Sumner Redstone wanted Herzer out of his life.

In the next court session, Judge David Cowan abruptly dismissed the case saying, “This testimony does in fact completely alter the case.” The judge appointed Shari Redstone to oversee her father’s health care. Herzer immediately filed a second lawsuit accusing Shari of orchestrating Herzer’s ouster. Shari called the allegations “baseless”. In December 2016, Holland claimed in court filings in another case that Sumner Redstone had paid millions to other women in return for sexual favors.

Holland’s allegations were made in a response to a lawsuit by Sumner Redstone accusing her and Herzer of conspiring to manipulate him so that he would give them gifts totaling $150 million over the years. His competency had affected the stock prices of Viacom and CBS. Seeking to reassure Viacom investors, Dauman told a UBS media conference in early December 2015 that he had an incredible will to live and an enjoyment of life with some physical disabilities.

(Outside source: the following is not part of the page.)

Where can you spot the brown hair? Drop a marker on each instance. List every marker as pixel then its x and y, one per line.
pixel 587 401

At the same conference, CBS’ Moonves said his company was very secure. Moonves hoped Sumner Redstone lives to be 150. But in late January 2016, Viacom said in a regulatory filing that his annual pay had been cut to $2 million in fiscal 2015, from $13 million the previous year. It said he remained executive chairman but dropped language from 2014 saying he continues to actively participate in the development of the strategic direction of the company.

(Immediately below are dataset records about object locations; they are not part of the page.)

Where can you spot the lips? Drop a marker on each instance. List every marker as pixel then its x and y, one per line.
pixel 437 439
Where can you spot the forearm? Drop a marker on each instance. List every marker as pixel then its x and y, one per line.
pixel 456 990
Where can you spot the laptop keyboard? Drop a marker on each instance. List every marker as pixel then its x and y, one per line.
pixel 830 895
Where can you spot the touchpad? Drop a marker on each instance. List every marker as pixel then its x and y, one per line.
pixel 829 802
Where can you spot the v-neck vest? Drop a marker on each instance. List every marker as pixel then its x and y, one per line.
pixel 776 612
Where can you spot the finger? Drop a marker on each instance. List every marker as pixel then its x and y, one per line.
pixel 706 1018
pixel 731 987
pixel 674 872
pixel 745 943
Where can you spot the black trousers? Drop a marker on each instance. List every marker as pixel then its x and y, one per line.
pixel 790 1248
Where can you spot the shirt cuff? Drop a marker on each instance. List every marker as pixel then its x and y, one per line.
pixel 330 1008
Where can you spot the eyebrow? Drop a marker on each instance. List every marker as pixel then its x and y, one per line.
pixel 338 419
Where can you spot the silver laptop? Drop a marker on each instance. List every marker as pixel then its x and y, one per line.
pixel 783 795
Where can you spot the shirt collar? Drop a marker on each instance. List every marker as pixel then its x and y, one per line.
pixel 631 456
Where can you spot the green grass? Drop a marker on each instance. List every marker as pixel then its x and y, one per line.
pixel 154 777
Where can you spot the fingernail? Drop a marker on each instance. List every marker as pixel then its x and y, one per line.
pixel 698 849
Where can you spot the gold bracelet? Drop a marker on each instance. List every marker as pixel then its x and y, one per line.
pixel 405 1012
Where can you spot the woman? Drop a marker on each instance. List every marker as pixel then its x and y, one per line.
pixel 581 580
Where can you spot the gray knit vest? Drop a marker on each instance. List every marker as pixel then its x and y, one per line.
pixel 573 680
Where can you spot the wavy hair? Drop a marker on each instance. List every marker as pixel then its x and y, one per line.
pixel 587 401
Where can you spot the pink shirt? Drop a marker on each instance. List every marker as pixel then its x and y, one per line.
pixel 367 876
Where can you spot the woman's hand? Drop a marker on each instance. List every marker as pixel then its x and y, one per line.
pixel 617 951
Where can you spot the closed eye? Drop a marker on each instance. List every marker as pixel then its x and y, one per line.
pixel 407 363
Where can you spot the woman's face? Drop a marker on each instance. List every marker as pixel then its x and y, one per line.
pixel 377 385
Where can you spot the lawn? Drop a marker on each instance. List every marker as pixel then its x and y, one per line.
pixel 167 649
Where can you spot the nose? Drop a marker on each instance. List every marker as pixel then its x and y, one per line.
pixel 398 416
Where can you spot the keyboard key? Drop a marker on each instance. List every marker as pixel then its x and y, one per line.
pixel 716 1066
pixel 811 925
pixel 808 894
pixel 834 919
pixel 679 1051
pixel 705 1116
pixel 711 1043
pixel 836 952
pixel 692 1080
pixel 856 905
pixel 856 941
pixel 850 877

At the earlier UBS conference, Dauman said that upon Sumner Redstone’s death, his stake in National Amusements was to go to a seven-member trust, including Shari and her son Tyler Korff.

The trust was created to benefit Sumner Redstone’s five grandchildren. The group of trustees would have to make fiduciary decisions for the benefit of the trust and the companies it controls. No one individual will control the trust. It will operate by a majority vote. There is no individual, and it is by design. Dauman’s appointment as his successor as Viacom chairman was opposed by Shari Redstone, who had said in a statement that she wanted a leader with an independent voice rather than someone who was a trustee of her father’s trust.

Later, in May 2016, Sumner Redstone fired Dauman from the seven-member trust, and in June, he moved to push Dauman off the Viacom board. He no longer trusted Dauman or those who supported him. He was being sued by his fellow board members and his wishes were being ignored. He was determined to act in the best interests of the company and all of its shareholders.

Sumner Redstone did not trust the current board to do the same. Two months later, Dauman agreed to step down as Viacom executive chairman as part of a reported $72 million settlement. Moonves was forced to resign from CBS in September 2018 after being accused of sexual harassment. Moonves has denied the allegations. He contributed more than $216 million to charities around the world.

Beneficiaries included cancer research, autism, education, the arts, and burn victims.

During the financial crisis in October 2008, Sumner Redstone had to sell a fifth of his family’s stake in Viacom and CBS, $400 million in nonvoting shares, to cover National Amusements debts. He said there was never a time he was ready to give up. He looked at everything that may be negative as a challenge to be overcome. He expected to live forever and he did everything possible to bring that result about.

Survivors include his son and daughter.